In one of his earlier writings, Karl Marx described bureaucracy like this: "The principle of its knowledge is...authority, and its mentality is the idolatry of authority. But within bureaucracy the spiritualism turns into crass materialism, the materialism of passive obedience, faith in authority, the mechanism of fixed and formal behavior, fixed principles, attitudes, traditions. As far as the individual bureaucrat is concerned, the aim of the state becomes his private aim, in the form of the race for higher posts, of careerism."
- A bureaucracy imposes, and is characterized by, certain types of social relationships -- typically a hierarchical system of authority -- as well as horizontal coordination of tasks.
- Bureaucracies imply "bureaucratic culture" -- that is, norms, values, beliefs, knowledge, and even morality that are typically bureaucratic.
- Psychologically, bureaucracies promote a bureaucratic way of thinking or an "organizational mind."
- Bureaucracies produce their own language or linguistic categories for defining the world. In popular jargon, this bureaucratic language is known as "bureaucratese."
- Bureaucracies are systems of power -- social organizations whose purpose is to control material, informational, and especially human resources.
But the real pioneer of the sociology of bureaucracy was Max Weber. Weber understood bureaucracy in much the same way as Marx.

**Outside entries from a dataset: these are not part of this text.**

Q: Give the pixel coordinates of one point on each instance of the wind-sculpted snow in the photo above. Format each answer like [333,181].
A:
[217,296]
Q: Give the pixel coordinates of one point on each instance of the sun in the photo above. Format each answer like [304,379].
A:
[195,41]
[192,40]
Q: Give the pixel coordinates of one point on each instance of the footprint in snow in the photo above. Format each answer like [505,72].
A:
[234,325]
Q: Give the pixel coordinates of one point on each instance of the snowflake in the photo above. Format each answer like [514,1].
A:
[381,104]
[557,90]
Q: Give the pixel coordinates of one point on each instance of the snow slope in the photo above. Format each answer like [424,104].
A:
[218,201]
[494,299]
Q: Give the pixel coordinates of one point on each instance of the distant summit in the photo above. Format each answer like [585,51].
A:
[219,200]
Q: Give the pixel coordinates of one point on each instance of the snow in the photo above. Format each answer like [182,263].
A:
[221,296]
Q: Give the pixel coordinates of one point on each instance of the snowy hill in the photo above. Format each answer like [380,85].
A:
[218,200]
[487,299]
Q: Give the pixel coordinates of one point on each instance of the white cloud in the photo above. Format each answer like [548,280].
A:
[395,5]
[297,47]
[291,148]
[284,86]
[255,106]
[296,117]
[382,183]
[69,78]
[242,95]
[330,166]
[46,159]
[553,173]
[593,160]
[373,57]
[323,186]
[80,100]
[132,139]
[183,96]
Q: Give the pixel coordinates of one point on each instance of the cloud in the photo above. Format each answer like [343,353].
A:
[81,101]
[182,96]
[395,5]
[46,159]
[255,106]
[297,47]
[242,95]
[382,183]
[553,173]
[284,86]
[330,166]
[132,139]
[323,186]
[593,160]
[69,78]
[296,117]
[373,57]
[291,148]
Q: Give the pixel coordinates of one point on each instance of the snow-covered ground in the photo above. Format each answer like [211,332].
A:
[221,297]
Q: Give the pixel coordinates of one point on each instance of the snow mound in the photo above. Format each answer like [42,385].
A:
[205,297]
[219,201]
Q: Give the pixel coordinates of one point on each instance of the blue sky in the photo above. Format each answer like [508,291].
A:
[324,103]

He understood bureaucracy as a principle of social organization which historically only comes into being with the modern state and as he said, with "the most advanced institutions of capitalism." Weber understood the growth of command by large-scale, alienating, and impersonal bureaucracies to be a historical principle of development in Western society, in a process that he called
"rationalization." Social organization would, to Weber, become progressively more machinelike. People would, as a result, lose more and more of their freedom and community control over everyday life. This would impose upon us the "iron cage of organization."
An important question addressed in this course is whether or not the bureaucratic form of organization itself and this progressive loss of freedom which Weber described as our fate, are inevitable? Are more human and humane forms of organization and society possible?
In emphasizing the study of bureaucracies as political systems we must look not just at the "intra-organizational" distribution of power and authority, but at bureaucratic organizations in the context of larger, even global political and economic contexts
like the state, class, and market. Bureaucracies or formal organizations, which are for us the contexts in which we live our lives, are themselves contained in larger and more inclusive contexts of power.